Jésus dit aussi : « Je suis le pain de la vie. Celui qui vient à moi n’aura jamais faim, et celui qui croit en moi n’aura jamais soif. » (2)
Saint Jean de la Croix l’a parfaitement compris en ajoutant « Au soir de notre vie nous serons jugés sur l’amour. »
Un soldat de l’armée romaine, Saint Martin de Tours, fait partie des saints les plus populaires pour avoir donné l’exemple de « vêtir ceux qui sont nus ». A l’hiver 337, il rencontrera en effet un mendiant transis de froid, il partagera alors avec lui la moitié de son manteau. La nuit suivante le Christ lui apparaîrat vêtu de la moitié de sa cape, le remerciant pour son geste.

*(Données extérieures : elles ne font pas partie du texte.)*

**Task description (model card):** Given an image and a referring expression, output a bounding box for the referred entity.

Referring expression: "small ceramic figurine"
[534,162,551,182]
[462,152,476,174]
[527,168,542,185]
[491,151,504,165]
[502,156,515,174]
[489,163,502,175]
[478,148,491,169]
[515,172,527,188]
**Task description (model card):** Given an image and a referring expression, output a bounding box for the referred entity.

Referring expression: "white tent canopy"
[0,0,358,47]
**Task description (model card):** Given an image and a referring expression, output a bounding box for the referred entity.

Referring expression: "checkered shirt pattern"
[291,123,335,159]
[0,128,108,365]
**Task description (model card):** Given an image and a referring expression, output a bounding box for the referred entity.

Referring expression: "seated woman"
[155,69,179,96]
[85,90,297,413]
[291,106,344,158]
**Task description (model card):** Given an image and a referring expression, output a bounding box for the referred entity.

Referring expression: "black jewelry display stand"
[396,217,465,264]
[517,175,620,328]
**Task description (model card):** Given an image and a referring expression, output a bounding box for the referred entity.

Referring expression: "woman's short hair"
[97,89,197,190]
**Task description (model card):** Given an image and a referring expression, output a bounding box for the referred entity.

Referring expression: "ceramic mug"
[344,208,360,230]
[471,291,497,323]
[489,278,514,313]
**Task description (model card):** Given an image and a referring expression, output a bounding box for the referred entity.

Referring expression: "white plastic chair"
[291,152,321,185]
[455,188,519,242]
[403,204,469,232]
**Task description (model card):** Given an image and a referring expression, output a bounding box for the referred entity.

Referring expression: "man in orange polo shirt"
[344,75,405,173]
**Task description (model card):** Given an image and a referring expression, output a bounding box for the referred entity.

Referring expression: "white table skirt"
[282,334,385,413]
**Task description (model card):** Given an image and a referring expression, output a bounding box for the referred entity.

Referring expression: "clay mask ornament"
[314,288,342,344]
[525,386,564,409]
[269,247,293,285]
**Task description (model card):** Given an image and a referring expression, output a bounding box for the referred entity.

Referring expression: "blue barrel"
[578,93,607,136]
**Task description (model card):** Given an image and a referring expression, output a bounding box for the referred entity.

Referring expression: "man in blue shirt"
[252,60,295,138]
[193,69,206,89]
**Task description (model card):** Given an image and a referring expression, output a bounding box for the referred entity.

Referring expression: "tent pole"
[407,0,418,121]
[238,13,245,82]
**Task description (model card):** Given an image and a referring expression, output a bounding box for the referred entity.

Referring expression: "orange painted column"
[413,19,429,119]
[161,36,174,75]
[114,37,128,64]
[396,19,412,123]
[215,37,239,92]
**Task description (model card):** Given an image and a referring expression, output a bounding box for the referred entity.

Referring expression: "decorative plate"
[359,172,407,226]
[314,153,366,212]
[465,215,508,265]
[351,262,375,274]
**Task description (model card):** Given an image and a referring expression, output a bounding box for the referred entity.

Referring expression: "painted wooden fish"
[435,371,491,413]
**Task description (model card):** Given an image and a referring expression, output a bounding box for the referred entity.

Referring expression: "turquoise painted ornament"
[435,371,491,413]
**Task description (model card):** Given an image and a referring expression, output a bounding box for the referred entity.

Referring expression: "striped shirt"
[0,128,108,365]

Martin comprendra qu’il a rencontré le Christ en ce pauvre mendiant.
La bible invite à cette même attitude de compassion : « Donne (…) tes habits à ceux qui sont nus. » (3)
La tradition de l’Eglise reconnaît, quant à elle, et promeut sept œuvres de miséricordes corporelles et des œuvres de miséricorde spirituelles qui sont détaillées dans l’évangile selon Saint Matthieu au chapitre 25. Le pape François, à l’occasion du jubilé de la Miséricorde en 2016, reparle aussi de l’importance pour chaque chrétien de réfléchir aux œuvres de miséricorde corporelles et spirituelles : « Ce sera une façon de réveiller notre conscience souvent endormie face au drame de la pauvreté et pénétrer toujours d’avantage le cœur de l’Evangile, ou les pauvres sont les destinataires privilégiés de la Miséricorde Divine. » (4)
Ainsi, dans son exhortation apostolique du 19 mars 2018: Gaudete et Exsultate, le Saint Père est revenu sur ce qui plaît à Dieu : « N’est-ce pas partager ton pain avec l’affamé, héberger chez toi les pauvres sans abri, si tu vois un homme nu, le vêtir, ne pas te dérober devant celui qui est ta propre chair. »
Quelles sont donc ces œuvres de miséricorde?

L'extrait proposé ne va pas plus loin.